Newswise — COLUMBUS, Ohio – After a major corporate fraud case hits a city, financially motivated neighborhood crimes like robbery and theft increase in the area, a new study suggests. 

Researchers from The Ohio State University and Indiana University found that the revelation of corporate accounting misconduct is linked to about a 2.3 percent increase in local financially motivated crimes in the following year. 

Corporate fraud had the strongest effect on local crimes in smaller cities with fewer job opportunities and higher income inequality.

The researchers confirmed the finding using several different methods and showed the link applied only to financial crimes and not violent offenses like murder or rape. 

“Our results suggest that big corporate fraud scandals can have community implications well beyond the firm itself,” said Eric Holzman, co-author of the study and assistant professor of accounting at Ohio State’s Fisher College of Business

“The effect is strongest in smaller cities where the economic impact of the fraud is most severe.” 

Holzman conducted the study with Brian Miller and Brian Williams at Indiana University. It was published yesterday (Nov. 14, 2020) in the journal Contemporary Accounting Research

The researchers analyzed FBI data on 255 cases of corporate accounting misconduct between 1996 and 2013. They then examined crime rates in the cities where the firms were headquartered. 

The 2.3 percent increase in financially motivated crimes was found even after accounting for a variety of other factors, including local unemployment rates at the time of the fraud, poverty rates, and crime rates before the accounting fraud was revealed. The link between the accounting fraud and local crime lasted about three years before it faded. 

The findings were strongest when the fraud was associated with a larger drop in the company’s stock price and when it received more media attention. 

Several of the results suggest crime increased the most in cities where the fraud had the biggest economic impact on the community. 

For example, larger impacts occurred when the corporation had to lay off a higher number of employees, when it occurred in smaller cities with fewer job opportunities, and where there were larger income gaps between the rich and poor. 

These results didn’t surprise Holzman, who spent nine years as a forensic accountant in Washington, D.C., investigating corporate fraud cases.

“I would go to some of these smaller towns and you could see the economic devastation that happened when the big local employer got involved in accounting misconduct and had to close or lay off a lot of employees,” he said. 

The researchers did several other analyses to confirm their findings.  In one, they matched 88 of the cities where fraud occurred to similar cities where there was no corporate malfeasance.  They found no similar increases in financially motivated crimes in the cities that had not experienced fraud. 

In another analysis, they looked at what would happen if they imagined corporate fraud scandals happening at random times in random cities.  Would they still find many cities experiencing increases in financially related crimes the following year? 
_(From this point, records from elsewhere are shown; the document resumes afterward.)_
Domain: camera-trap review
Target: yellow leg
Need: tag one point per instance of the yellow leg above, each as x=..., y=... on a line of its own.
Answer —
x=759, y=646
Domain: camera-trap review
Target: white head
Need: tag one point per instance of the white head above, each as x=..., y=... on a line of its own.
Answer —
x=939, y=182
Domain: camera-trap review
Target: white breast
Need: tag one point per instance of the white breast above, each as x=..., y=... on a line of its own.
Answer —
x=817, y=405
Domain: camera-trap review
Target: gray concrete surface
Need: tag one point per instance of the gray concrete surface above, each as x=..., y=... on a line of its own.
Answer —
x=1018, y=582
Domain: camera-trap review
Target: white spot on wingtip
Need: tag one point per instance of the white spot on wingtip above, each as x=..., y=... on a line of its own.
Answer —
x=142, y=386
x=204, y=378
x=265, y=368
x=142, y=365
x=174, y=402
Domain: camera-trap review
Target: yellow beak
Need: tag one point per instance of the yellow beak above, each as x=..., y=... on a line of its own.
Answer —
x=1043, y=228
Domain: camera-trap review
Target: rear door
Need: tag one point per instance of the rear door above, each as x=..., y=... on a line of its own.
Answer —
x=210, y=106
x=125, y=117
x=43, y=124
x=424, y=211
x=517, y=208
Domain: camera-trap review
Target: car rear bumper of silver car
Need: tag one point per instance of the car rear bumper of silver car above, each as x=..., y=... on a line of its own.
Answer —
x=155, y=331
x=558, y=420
After running this scenario 10,000 times, they found increases in crime similar to their real findings only 1.7 percent of the time – suggesting their results were unlikely to be random chance. 
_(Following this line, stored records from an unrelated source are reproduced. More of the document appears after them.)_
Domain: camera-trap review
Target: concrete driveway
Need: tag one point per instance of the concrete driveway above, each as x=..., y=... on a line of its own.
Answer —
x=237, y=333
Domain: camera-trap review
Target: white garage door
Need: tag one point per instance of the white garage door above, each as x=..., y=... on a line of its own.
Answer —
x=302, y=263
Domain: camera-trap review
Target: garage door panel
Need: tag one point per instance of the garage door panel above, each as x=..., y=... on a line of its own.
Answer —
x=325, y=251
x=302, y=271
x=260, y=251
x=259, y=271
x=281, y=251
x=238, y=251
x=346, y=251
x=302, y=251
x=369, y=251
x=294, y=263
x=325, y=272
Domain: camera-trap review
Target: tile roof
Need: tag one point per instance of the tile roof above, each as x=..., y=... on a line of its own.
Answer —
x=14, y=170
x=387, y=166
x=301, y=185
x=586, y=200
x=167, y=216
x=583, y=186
While the findings are intriguing, Holzman cautioned against drawing too firm a conclusion about why this is happening. 

“It doesn’t necessarily mean that people who lose their jobs are turning to a life of crime, or that they see this fraud and think it is now OK to steal. It may be something else, like an increase in teen delinquency due to added stress at home linked to the adverse economic conditions brought by the fraud,” he said. 

“We found a strong association in our study using multiple research designs, but we need different kinds of studies to determine a causal mechanism.”